Department of Biochemistry and Department of Medicine, Albert Einstein Cancer Center , Albert Einstein College of Medicine , Bronx , New York 10461 , United States.
J Med Chem. 2018 Jul 26;61(14):5775-5793. doi: 10.1021/acs.jmedchem.7b01306. Epub 2018 Mar 6.
Oncogenic BRAF kinase deregulates the ERK signaling pathway in a large number of human tumors. FDA-approved BRAF inhibitors for BRAFV600E/K tumors have provided impressive clinical responses extending survival of melanoma patients. However, these drugs display paradoxical activation in normal tissue with BRAFWT due to RAF transactivation and priming, acquired drug resistance, and limited clinical effectiveness in non-V600 BRAF-dependent tumors, underscoring the urgent need to develop improved BRAF inhibitors. This review provides an overview of recent structural and biochemical insights into the mechanisms of BRAF regulation by BRAF inhibitors that are linked to their clinical activity, clinical liabilities, and medicinal chemistry properties. The effectiveness and challenges of structurally diverse next generation RAF inhibitors currently in preclinical and clinical development are discussed, along with mechanistic insights for developing more effective RAF inhibitors targeting different oncogenic BRAF conformations.
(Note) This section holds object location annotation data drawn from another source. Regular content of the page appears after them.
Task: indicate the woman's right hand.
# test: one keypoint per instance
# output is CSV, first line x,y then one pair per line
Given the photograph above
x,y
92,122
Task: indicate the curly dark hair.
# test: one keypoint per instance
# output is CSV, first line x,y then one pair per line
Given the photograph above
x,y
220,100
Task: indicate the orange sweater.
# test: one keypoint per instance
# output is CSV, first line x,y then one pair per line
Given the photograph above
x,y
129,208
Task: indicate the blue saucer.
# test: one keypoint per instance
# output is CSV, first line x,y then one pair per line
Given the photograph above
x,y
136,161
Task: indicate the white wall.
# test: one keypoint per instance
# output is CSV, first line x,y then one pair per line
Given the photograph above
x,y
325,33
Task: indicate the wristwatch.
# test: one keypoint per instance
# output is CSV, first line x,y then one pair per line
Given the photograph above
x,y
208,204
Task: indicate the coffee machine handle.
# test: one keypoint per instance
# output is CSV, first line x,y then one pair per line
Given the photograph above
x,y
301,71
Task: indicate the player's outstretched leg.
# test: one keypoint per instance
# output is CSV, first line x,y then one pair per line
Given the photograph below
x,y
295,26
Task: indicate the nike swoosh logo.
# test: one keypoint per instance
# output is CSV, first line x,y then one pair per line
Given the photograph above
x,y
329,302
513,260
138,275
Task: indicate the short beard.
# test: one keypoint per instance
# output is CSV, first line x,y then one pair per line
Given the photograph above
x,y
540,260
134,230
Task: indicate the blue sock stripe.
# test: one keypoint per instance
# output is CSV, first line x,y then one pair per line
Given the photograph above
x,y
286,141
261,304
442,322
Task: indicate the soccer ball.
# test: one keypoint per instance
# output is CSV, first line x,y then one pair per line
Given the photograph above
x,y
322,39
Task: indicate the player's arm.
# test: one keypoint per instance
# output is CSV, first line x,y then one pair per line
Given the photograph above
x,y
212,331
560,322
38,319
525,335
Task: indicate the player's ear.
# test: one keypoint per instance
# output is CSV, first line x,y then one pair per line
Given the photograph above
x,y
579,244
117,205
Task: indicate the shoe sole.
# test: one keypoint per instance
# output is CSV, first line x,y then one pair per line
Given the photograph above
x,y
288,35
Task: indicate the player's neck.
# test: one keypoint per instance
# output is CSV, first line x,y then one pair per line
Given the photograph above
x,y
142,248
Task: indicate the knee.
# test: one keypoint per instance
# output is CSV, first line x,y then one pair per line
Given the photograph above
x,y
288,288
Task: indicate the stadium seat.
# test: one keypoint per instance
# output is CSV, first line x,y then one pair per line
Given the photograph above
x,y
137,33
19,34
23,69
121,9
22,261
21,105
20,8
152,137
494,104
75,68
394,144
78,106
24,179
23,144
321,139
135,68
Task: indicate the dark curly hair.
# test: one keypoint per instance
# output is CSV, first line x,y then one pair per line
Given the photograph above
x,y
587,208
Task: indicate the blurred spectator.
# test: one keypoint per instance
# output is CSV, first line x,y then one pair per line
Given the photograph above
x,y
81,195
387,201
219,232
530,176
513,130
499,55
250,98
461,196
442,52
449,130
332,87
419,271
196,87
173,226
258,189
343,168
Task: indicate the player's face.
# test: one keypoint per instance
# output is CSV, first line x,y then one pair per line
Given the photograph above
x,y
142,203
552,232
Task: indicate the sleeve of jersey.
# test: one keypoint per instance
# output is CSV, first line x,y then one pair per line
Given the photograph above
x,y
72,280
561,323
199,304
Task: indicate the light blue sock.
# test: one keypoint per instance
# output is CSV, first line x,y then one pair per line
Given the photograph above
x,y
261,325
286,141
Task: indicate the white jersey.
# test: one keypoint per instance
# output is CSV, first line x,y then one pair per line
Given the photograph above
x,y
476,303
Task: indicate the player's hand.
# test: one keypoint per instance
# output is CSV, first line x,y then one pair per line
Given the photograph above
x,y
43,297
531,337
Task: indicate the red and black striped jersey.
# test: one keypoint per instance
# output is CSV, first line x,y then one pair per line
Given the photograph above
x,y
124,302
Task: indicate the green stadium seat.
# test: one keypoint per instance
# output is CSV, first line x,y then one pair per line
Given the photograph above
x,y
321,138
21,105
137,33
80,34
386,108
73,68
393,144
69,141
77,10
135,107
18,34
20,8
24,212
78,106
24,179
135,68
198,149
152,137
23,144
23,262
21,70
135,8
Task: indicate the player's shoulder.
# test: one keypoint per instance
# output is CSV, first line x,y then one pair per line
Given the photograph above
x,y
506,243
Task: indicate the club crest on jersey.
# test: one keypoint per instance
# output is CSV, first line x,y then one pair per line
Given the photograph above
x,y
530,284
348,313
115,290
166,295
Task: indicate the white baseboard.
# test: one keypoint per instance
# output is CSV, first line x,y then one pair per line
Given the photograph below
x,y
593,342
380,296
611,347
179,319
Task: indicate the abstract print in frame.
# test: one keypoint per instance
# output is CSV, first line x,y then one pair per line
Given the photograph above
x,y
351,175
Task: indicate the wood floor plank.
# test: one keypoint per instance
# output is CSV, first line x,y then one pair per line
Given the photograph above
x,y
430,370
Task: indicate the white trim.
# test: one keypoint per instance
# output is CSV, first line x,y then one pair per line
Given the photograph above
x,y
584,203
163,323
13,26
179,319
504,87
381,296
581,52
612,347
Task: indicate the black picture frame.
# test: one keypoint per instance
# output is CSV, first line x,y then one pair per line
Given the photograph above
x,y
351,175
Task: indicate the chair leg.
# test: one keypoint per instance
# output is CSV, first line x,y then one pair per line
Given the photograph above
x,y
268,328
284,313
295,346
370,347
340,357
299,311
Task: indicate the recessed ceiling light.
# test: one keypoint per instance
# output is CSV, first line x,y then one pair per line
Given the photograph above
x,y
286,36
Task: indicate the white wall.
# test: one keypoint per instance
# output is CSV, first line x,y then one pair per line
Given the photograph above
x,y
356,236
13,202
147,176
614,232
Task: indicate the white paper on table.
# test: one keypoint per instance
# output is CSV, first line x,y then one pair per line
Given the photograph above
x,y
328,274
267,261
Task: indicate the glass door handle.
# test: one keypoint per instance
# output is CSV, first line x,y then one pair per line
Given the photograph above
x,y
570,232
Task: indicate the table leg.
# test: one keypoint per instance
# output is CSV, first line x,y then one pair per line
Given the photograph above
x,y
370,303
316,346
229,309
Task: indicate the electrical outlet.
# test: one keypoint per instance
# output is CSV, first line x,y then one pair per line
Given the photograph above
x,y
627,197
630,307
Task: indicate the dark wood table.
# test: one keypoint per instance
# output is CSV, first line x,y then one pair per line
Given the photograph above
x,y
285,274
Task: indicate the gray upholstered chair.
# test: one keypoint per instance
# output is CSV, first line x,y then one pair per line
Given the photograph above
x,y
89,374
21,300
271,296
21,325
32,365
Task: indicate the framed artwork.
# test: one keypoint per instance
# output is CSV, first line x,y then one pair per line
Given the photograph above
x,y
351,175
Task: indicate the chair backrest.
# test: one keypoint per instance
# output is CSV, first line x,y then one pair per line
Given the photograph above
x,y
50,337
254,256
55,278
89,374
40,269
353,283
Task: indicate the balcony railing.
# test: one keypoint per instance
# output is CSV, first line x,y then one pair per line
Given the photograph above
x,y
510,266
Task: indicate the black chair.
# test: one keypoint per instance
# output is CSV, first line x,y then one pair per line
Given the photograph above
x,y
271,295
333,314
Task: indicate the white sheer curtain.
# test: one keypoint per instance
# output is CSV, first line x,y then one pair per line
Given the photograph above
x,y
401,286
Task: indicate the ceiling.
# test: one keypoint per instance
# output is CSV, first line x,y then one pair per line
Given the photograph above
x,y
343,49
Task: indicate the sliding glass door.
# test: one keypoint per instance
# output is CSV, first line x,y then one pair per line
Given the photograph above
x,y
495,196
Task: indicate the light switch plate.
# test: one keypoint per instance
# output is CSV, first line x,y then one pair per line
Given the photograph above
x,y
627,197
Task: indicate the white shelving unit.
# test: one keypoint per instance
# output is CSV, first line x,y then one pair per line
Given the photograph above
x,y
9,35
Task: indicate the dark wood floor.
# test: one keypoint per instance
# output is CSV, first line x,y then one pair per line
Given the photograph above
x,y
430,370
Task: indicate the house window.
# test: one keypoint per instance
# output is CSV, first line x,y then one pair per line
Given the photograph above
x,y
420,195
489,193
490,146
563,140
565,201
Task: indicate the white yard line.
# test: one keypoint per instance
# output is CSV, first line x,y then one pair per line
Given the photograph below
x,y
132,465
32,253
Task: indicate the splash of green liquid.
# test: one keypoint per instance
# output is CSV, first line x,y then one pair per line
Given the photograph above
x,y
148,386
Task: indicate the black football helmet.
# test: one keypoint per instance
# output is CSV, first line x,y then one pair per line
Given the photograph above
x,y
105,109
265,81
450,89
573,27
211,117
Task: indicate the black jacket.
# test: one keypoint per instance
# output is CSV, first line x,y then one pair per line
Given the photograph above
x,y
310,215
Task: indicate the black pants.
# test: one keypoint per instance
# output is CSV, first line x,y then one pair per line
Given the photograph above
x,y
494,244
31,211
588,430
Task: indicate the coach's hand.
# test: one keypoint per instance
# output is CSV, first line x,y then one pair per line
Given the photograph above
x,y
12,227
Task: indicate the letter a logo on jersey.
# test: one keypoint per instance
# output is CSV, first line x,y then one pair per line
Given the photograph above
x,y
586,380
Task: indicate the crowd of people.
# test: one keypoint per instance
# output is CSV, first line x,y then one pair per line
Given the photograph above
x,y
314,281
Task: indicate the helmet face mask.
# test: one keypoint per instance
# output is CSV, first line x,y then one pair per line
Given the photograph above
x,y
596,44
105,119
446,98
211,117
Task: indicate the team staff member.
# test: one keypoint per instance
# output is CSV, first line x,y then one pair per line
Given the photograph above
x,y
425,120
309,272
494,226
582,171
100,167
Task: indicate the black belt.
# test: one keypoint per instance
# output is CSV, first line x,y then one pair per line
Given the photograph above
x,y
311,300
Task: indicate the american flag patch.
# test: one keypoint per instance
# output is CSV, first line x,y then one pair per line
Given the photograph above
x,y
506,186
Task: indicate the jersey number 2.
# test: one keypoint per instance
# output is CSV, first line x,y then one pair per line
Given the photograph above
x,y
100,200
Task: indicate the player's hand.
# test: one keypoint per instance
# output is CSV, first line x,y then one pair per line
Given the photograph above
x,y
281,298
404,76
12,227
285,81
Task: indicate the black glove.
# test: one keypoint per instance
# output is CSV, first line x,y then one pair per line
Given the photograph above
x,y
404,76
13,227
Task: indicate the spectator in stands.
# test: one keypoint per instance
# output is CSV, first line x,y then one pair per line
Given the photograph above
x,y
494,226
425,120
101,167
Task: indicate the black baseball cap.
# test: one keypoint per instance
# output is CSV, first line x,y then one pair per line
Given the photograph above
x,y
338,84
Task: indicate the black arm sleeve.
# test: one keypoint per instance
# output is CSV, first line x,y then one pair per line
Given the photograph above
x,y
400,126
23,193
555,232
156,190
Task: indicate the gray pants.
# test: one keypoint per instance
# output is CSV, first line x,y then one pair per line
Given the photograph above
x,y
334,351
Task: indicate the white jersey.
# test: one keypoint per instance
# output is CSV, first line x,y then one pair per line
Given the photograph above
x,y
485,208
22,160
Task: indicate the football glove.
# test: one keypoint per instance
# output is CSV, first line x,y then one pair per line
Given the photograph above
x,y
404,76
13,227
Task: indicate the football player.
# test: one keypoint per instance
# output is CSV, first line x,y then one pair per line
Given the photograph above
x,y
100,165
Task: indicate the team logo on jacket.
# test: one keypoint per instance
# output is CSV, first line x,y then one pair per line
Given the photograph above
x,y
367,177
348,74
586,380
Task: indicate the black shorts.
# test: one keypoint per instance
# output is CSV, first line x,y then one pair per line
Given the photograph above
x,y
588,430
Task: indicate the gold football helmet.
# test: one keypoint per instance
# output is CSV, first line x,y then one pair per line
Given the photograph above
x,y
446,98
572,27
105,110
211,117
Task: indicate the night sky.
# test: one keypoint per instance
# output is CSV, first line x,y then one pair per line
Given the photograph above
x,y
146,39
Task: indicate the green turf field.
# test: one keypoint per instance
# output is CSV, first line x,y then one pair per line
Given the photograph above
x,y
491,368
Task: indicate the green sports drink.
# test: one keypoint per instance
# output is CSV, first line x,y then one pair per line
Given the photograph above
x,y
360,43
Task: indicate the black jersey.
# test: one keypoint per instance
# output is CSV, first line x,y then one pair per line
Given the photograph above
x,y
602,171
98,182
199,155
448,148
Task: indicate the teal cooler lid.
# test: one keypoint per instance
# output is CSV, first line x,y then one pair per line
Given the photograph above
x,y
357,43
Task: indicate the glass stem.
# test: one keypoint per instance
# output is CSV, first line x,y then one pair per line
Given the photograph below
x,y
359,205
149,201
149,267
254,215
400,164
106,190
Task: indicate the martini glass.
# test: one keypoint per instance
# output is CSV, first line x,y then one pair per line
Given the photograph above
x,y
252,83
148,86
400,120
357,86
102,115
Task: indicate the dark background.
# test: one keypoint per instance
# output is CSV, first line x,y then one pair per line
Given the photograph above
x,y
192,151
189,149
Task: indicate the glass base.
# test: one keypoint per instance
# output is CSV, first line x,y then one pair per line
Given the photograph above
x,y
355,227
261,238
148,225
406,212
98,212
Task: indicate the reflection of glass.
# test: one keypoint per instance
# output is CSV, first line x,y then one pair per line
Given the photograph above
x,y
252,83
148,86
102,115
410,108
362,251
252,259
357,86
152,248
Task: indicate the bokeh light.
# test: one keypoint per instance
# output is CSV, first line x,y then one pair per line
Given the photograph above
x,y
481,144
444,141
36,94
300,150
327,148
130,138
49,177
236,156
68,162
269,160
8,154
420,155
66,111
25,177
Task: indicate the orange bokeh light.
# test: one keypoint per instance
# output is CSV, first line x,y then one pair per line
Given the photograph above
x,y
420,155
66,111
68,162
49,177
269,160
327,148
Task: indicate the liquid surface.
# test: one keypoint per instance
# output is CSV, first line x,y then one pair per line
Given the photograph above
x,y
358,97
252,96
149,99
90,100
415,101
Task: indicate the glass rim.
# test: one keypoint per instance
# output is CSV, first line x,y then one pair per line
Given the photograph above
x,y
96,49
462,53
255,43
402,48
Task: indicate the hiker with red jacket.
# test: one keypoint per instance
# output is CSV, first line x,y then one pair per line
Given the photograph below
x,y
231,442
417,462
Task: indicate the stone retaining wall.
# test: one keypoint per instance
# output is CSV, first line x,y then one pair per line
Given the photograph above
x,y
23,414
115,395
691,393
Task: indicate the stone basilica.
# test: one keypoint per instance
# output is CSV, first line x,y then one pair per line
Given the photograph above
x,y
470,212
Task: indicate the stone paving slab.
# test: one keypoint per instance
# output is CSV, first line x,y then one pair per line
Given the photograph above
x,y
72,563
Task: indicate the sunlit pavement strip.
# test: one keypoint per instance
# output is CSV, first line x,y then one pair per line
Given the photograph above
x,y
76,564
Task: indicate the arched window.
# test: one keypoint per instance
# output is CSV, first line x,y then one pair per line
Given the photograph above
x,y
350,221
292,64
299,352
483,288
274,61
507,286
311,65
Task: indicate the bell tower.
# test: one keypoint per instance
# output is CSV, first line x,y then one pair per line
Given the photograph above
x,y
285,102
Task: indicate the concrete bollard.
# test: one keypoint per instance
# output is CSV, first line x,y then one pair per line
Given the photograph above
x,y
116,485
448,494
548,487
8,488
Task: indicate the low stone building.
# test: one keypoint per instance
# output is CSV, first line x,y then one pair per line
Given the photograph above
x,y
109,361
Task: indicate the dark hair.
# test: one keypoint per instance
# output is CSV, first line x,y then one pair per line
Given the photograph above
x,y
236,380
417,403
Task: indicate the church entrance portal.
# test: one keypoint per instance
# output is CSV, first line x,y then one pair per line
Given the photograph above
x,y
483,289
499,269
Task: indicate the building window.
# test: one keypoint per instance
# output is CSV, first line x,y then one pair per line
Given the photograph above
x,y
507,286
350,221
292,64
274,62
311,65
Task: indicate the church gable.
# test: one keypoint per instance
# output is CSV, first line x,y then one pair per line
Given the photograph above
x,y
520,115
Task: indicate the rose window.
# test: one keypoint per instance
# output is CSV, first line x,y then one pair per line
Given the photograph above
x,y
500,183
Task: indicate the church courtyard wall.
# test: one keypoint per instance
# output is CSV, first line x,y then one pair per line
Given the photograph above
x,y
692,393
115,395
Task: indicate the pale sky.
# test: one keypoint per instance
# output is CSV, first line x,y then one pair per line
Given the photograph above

致癌 BRAF 激酶在大量人类肿瘤中使 ERK 信号通路失活。美国食品和药物管理局批准的用于 BRAFV600E/K 肿瘤的 BRAF 抑制剂为黑色素瘤患者的生存延长提供了令人印象深刻的临床反应。然而,由于 RAF 转激活和引发、获得性耐药以及非 V600 BRAF 依赖性肿瘤中临床效果有限,这些药物在 BRAFWT 的正常组织中显示出矛盾的激活,这突显了迫切需要开发改进的 BRAF 抑制剂。这篇综述概述了最近关于 BRAF 抑制剂调节 BRAF 的结构和生化见解,这些见解与它们的临床活性、临床局限性和药物化学特性有关。讨论了目前处于临床前和临床开发阶段的结构多样的下一代 RAF 抑制剂的有效性和挑战,以及针对不同致癌 BRAF 构象开发更有效的 RAF 抑制剂的机制见解。